Een beetje het geluk afdwingen

Pieter Drenth (1935) verliet op zijn zeventiende het hoge noorden, om aan de Vrije Universiteit een imposante academische carrière te beginnen. Hij studeerde cum laude af als psycholoog, promoveerde cum laude op zijn vijfentwintigste, en werd achtereenvolgens de jongste hoogleraar, de jongste rector magnificus, de jongste president van de KNAW en de eerste president van de Europese academische koepel ALLEA. ‘Je mag best trots zijn op goede prestaties.’ (1723 woorden)

Talent

Als ik een talent zou hebben, dan is dat het talent om toevallige gebeurtenissen aan te wenden voor eigen gestelde doelen. Oog hebben voor kansen, en die met grote volharding nastreven. Waardoor ik wat ik aan talent zou hebben, ook maximaal heb kunnen ontplooien.
Mijn familiegeschiedenis is een typisch geval van sociale mobiliteit. Mijn grootvader was kuiper: hij maakte tonnen, u weet wel: van duigen, met metalen banden eromheen. Zijn zoon was intelligent, maar geld om te studeren was er niet. Hij is direct na de lagere school gaan werken, werd via zelfstudie onderwijzer, en al op jonge leeftijd -zesentwintig- schoolhoofd.

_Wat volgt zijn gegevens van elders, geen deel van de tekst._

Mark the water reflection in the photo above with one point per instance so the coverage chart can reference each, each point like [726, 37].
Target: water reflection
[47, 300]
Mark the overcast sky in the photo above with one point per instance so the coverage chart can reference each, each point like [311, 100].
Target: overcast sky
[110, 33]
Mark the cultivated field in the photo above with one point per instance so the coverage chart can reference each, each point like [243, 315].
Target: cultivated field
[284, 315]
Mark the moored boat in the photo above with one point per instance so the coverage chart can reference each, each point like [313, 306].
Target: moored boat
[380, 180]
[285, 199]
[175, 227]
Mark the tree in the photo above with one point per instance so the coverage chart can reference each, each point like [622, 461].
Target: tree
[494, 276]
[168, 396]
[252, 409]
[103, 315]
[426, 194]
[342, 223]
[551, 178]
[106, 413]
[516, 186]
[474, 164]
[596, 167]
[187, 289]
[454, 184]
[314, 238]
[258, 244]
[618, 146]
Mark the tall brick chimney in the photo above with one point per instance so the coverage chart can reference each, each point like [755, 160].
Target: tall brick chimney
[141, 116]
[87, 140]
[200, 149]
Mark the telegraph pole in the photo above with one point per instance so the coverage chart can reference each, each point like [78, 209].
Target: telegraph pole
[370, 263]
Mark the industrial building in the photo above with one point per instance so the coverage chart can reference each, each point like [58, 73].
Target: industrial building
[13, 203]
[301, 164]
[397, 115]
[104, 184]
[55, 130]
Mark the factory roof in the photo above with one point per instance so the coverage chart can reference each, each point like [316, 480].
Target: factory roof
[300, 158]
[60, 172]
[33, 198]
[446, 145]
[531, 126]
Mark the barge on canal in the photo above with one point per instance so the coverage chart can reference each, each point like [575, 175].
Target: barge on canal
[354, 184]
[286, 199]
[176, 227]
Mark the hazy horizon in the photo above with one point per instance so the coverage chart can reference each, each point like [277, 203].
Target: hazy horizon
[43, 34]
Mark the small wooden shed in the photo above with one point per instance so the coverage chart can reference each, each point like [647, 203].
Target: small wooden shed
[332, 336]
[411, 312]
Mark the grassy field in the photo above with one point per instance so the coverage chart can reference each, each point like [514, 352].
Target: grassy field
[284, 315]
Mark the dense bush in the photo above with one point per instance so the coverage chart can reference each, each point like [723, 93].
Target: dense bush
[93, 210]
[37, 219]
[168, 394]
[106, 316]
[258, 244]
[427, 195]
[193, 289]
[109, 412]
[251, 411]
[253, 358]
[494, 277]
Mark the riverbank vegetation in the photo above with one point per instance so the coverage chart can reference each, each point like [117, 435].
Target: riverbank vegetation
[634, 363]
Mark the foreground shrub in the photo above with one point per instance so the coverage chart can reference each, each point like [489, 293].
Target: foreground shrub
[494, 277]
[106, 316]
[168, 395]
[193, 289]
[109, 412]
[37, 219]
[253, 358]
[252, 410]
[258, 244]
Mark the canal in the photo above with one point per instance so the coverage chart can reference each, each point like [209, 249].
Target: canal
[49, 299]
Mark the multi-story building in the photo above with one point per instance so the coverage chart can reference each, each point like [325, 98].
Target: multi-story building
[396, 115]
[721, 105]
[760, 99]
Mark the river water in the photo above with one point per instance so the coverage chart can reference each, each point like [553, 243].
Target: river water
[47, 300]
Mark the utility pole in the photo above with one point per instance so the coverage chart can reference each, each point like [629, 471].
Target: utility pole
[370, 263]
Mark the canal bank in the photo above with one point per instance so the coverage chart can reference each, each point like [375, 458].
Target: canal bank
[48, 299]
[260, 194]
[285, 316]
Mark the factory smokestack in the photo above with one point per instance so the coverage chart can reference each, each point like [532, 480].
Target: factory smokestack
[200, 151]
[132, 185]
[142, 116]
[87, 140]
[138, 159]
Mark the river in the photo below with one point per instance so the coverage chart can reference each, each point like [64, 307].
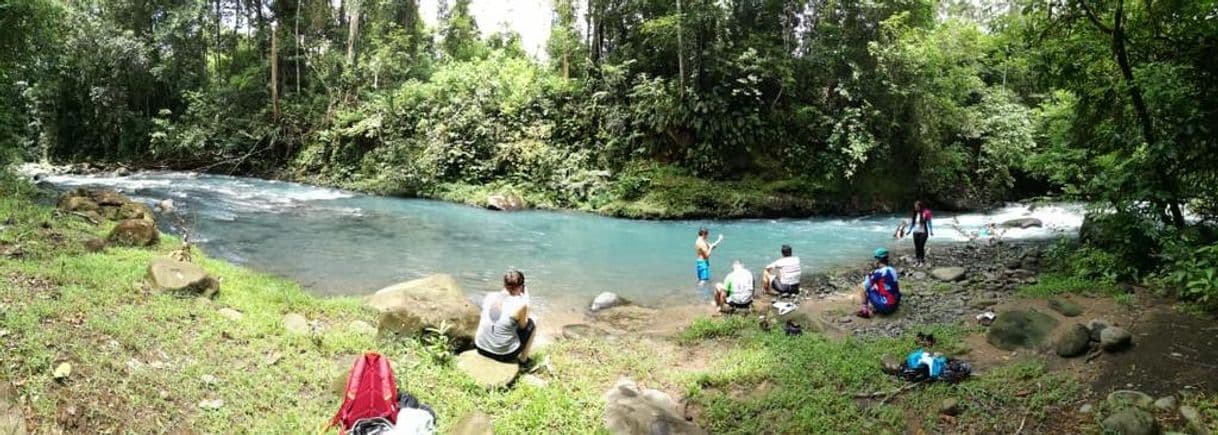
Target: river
[341, 243]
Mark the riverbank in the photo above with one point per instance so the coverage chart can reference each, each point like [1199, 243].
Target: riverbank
[145, 361]
[646, 193]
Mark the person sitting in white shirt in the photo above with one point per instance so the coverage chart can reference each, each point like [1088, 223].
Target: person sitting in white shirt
[736, 290]
[782, 275]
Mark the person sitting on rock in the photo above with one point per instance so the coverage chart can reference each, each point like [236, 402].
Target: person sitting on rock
[736, 290]
[504, 330]
[782, 275]
[881, 290]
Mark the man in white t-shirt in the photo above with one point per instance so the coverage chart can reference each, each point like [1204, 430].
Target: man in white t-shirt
[736, 290]
[782, 275]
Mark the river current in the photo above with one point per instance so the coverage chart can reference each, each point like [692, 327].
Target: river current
[341, 243]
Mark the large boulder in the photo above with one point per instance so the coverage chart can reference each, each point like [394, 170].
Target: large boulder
[1132, 422]
[949, 274]
[1072, 341]
[135, 211]
[1066, 307]
[1023, 223]
[134, 233]
[109, 198]
[412, 307]
[506, 201]
[167, 274]
[1113, 339]
[486, 373]
[632, 410]
[607, 300]
[78, 204]
[1020, 328]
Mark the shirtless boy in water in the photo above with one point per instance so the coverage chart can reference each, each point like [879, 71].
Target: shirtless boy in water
[702, 249]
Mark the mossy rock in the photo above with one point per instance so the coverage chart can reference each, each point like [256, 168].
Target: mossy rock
[1020, 328]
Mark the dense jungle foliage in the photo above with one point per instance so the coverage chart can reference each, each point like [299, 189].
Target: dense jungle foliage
[653, 107]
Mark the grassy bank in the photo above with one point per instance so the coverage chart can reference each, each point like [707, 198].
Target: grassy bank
[150, 362]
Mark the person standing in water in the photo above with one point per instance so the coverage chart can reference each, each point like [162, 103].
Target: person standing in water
[921, 228]
[703, 247]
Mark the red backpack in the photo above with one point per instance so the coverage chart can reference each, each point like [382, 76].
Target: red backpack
[372, 392]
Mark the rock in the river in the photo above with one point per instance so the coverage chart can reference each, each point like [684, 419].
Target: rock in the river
[1072, 341]
[167, 274]
[948, 273]
[78, 204]
[475, 423]
[1194, 418]
[607, 300]
[1066, 307]
[632, 410]
[1124, 399]
[1096, 327]
[109, 198]
[1166, 403]
[135, 211]
[949, 407]
[1132, 422]
[580, 330]
[134, 233]
[1022, 223]
[412, 307]
[296, 324]
[1020, 328]
[486, 373]
[507, 202]
[1115, 339]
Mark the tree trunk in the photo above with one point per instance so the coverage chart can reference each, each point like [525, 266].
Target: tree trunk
[274, 72]
[352, 32]
[1144, 117]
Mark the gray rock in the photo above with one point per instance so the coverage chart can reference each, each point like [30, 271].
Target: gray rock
[413, 307]
[134, 233]
[1124, 399]
[296, 324]
[949, 407]
[1193, 417]
[1113, 339]
[506, 202]
[1066, 307]
[1166, 403]
[1096, 327]
[167, 274]
[1020, 328]
[1073, 341]
[232, 314]
[486, 373]
[607, 300]
[1028, 222]
[1132, 422]
[632, 410]
[580, 330]
[949, 273]
[361, 327]
[475, 423]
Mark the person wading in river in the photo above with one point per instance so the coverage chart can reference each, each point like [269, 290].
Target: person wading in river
[702, 266]
[921, 228]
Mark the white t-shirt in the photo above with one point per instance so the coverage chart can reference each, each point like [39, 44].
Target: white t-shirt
[739, 285]
[789, 268]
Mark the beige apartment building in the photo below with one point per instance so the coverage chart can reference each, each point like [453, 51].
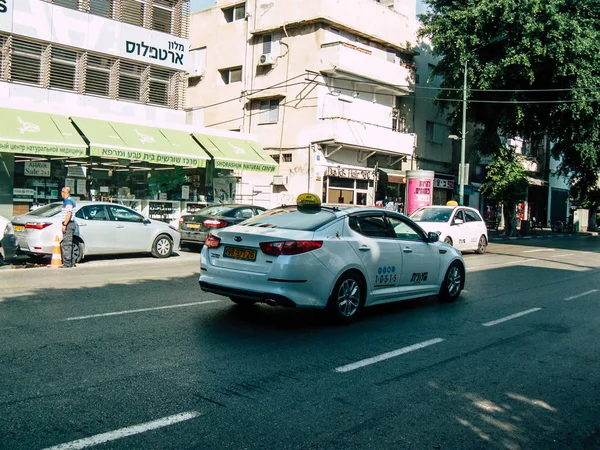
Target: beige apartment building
[327, 87]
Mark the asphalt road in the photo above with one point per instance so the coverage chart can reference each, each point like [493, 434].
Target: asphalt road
[130, 354]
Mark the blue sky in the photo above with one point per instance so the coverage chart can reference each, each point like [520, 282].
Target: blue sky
[197, 5]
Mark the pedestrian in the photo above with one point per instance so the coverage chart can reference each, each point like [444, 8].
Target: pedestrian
[68, 228]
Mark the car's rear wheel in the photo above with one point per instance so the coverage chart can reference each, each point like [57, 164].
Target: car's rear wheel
[347, 299]
[482, 245]
[242, 301]
[452, 283]
[162, 247]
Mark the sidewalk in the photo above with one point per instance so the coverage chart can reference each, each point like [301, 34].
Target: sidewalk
[538, 234]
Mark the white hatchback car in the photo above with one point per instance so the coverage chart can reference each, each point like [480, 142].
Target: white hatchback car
[460, 226]
[342, 258]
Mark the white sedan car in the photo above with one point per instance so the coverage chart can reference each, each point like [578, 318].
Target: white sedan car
[342, 258]
[459, 226]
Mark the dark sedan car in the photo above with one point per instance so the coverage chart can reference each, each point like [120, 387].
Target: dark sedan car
[195, 227]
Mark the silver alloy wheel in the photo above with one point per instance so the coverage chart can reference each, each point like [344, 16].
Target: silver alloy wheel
[348, 297]
[453, 280]
[163, 246]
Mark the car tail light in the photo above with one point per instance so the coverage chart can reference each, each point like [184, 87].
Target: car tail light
[212, 241]
[289, 247]
[214, 223]
[36, 226]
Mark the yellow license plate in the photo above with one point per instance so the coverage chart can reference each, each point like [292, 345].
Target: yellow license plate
[246, 254]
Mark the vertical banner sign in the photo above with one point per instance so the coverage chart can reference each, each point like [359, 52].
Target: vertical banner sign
[419, 189]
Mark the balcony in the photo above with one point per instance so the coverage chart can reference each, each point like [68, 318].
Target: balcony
[342, 59]
[366, 17]
[363, 136]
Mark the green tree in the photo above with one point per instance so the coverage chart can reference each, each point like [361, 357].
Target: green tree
[506, 182]
[533, 70]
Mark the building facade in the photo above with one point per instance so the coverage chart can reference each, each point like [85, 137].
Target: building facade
[326, 86]
[92, 96]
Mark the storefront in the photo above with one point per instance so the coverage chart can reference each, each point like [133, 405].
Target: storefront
[162, 173]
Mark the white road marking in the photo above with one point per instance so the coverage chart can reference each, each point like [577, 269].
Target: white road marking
[119, 313]
[513, 316]
[582, 294]
[474, 269]
[125, 432]
[388, 355]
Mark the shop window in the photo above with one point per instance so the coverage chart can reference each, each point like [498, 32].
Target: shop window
[269, 111]
[132, 11]
[97, 75]
[71, 4]
[231, 75]
[159, 86]
[103, 8]
[162, 15]
[435, 132]
[26, 62]
[130, 81]
[237, 12]
[63, 68]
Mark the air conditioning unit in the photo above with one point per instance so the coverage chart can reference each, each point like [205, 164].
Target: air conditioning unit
[265, 59]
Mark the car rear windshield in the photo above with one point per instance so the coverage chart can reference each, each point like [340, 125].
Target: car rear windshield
[46, 211]
[292, 218]
[431, 215]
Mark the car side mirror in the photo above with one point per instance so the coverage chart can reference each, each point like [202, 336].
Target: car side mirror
[433, 237]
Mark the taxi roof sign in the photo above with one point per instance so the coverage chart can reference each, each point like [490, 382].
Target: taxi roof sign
[307, 199]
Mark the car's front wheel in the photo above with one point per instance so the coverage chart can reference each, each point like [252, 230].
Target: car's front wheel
[452, 283]
[482, 245]
[347, 299]
[162, 247]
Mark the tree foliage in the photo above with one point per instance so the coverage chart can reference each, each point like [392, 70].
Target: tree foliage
[533, 70]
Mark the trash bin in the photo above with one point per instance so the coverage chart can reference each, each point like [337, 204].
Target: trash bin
[525, 227]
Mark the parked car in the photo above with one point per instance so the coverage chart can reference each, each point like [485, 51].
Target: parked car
[460, 226]
[340, 258]
[102, 229]
[195, 227]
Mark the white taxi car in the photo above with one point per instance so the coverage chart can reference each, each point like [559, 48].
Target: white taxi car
[460, 226]
[339, 257]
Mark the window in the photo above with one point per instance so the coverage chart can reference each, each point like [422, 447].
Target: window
[435, 132]
[370, 226]
[132, 11]
[231, 75]
[63, 67]
[26, 62]
[159, 86]
[97, 75]
[125, 215]
[162, 15]
[267, 38]
[237, 12]
[130, 81]
[95, 212]
[103, 8]
[404, 231]
[472, 216]
[269, 111]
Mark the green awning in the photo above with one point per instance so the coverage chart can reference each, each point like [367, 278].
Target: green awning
[141, 143]
[236, 154]
[37, 133]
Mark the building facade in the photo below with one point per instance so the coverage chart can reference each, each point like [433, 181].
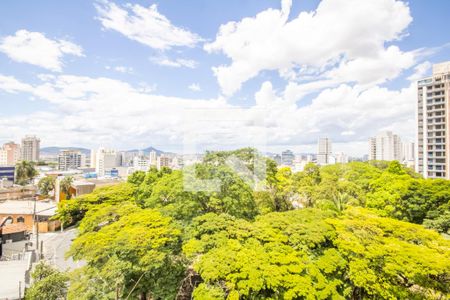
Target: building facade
[287, 158]
[324, 151]
[9, 154]
[433, 95]
[385, 146]
[7, 173]
[71, 160]
[30, 148]
[105, 160]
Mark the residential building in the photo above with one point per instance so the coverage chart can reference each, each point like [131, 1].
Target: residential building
[9, 154]
[287, 158]
[71, 160]
[433, 135]
[24, 211]
[30, 148]
[341, 158]
[324, 151]
[141, 163]
[277, 158]
[8, 173]
[385, 146]
[153, 158]
[106, 160]
[408, 154]
[163, 161]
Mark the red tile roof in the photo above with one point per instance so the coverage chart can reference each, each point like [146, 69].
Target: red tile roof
[14, 228]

Mijn zus ging een jaar eerder dan ik naar de eerste klas van zijn School met de Bijbel, in Appelscha. Als ze thuiskwam keek ik vlug in haar schriftje, en aan het einde van het jaar was ik even ver als zij. Dan maar meteen naar de tweede klas, zei mijn vader. In de zesde gaf hij mijn zus en mij apart les, met nog twee jongens die hij intelligent vond. De MULO in Smilde was eigenlijk het hoogst haalbare in een dorp als Appelscha, maar mijn vader vond dat we moesten gaan voor het hoogste: Gymnasium.

Drenth (1 van 4)

Amper zeventien haalde ik mijn eindexamen. Ik werd spoorstudent in Groningen, maar na een week zag ik al: er verandert hier eigenlijk niet veel. Ik terug naar mijn ouders: mag ik niet toch aan de Vrije Universiteit (VU) studeren. Amsterdam leek me fantastisch, en de VU trok me, omdat ik geïnteresseerd was in geloof en wetenschap; ik was nog erg klassiek gelovig. Mijn ouders konden het moeilijk betalen, maar hebben dat toch toegestaan, gelukkig.

Toeval

Je ziet het veel in mijn carrière terugkeren: een beetje geluk, en een beetje het geluk afdwingen. Halverwege mijn studie moest ik me alvast laten keuren voor militaire dienst en zag dat ze een testafdeling hadden, dus heb ik gevraagd of ik daar niet mijn diensttijd zou kunnen vervullen. Ik kon meteen aan de slag als burgerassistent, in een selectiepsychologisch en statistisch onderzoek, met een salaris van honderdtwintig gulden per maand. Zo hoefde ik geen beroep meer te doen op mijn ouders. Die hadden nog vijf anderen kinderen om voor te zorgen.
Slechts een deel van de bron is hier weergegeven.